Fora da esperança ingênua, da cegueira e da abstenção, um caminho confiável em 2022 só pode ser aberto com a mobilização do povo.
Fora da esperança ingênua, da cegueira e da abstenção, um caminho confiável só pode ser aberto com a mobilização do povo. Por Revista Opera – Editorial.
(Foto: Marcello Casal/Agência Brasil)

O ano de 2021 foi encerrado com um gosto amargo. Com muito a comemorar num país de 620 mil mortos pela Covid-19, os vivos no Brasil não puderam clarear os céus com fogos e espantar os maus espíritos com estampidos, nem pôr carne em mesas fartas esperando mais fartura, porque os bolsos estão vazios e a perspectiva de sobrevivência futura segue delgada. É o tipo de distopia que alimenta o gordo e estúpido boi pintado de dourado que adornou por alguns dias a Bolsa de Valores dos ricos, mas que não permaneceu porque erguer símbolos à desfaçatez ainda é desfaçatez demais.

O problema vem se agudizando há uns sete anos. O golpe contra Dilma Rousseff em 2016 e a inauguração da “Ponte para o Futuro” do visionário Michel Temer e sua patota militar coroou o novo momento como projeto. A eleição de Bolsonaro e o aumento de volume dos grunhidos fardados – com direito a uma coluna de tanques na capital federal e uma ameaça aberta de golpe no Sete de Setembro –, o expandiu e radicalizou.

Os presentes sombrios costumam ter o efeito de tornar muitos esperançosos com o futuro breve, cegos sobre o caminho recém trilhado até o inferno e prontos a se abster quanto às razões reais do sofrimento atual.
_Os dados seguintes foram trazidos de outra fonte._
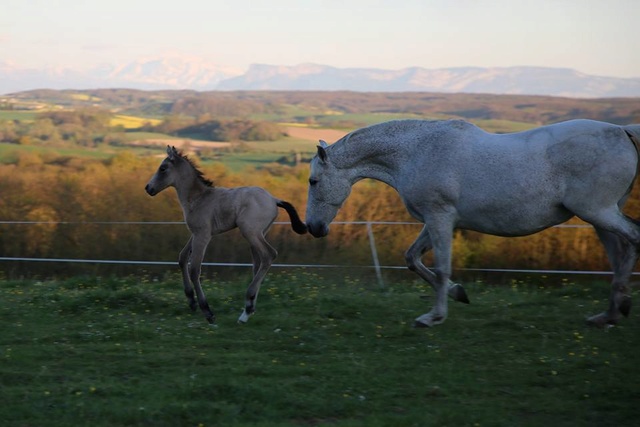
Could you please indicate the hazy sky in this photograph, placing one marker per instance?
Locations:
(593, 36)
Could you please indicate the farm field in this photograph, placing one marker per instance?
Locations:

Uma tendência que é multiplicada quando temos um presidente que se esforça por parecer inepto, estúpido, perverso, calhorda e pateta. A saturação do aparente, no entanto, encobre o real; e a esperança desarmada, paralisante e concessiva, como bem aprendemos durante o golpe de 2016, é uma estrada bem asfaltada até a derrota.

É necessário que iniciemos 2022, um ano de grandes acontecimentos e armadilhas, tendo clareza. Primeiro, de que Bolsonaro não é um “desvio” ou um “acidente” da história brasileira, mas peça colocada na cena política conscientemente para realizar uma demanda econômica geral do bloco burguês, que tem buscado a recuperação de suas taxas de lucro por meio da superexploração dos trabalhadores brasileiros, e interesses particulares do imperialismo e de seu associados internos (que mal podem se chamar brasileiros); portanto, é parte integral do combate ao enlameamento nacional bolsonarista o combate ao liberalismo econômico, às privatizações, às restrições ao investimento público, às reformas trabalhista e da previdência. Em uma palavra, é dizer que não estamos em uma guerra contra Bolsonaro pessoalmente, mas contra os interesses de uma classe que o apoiou e apoia, e que reverter seus ganhos nos últimos anos, pressioná-los e colocá-los contra a parede é parte desta luta.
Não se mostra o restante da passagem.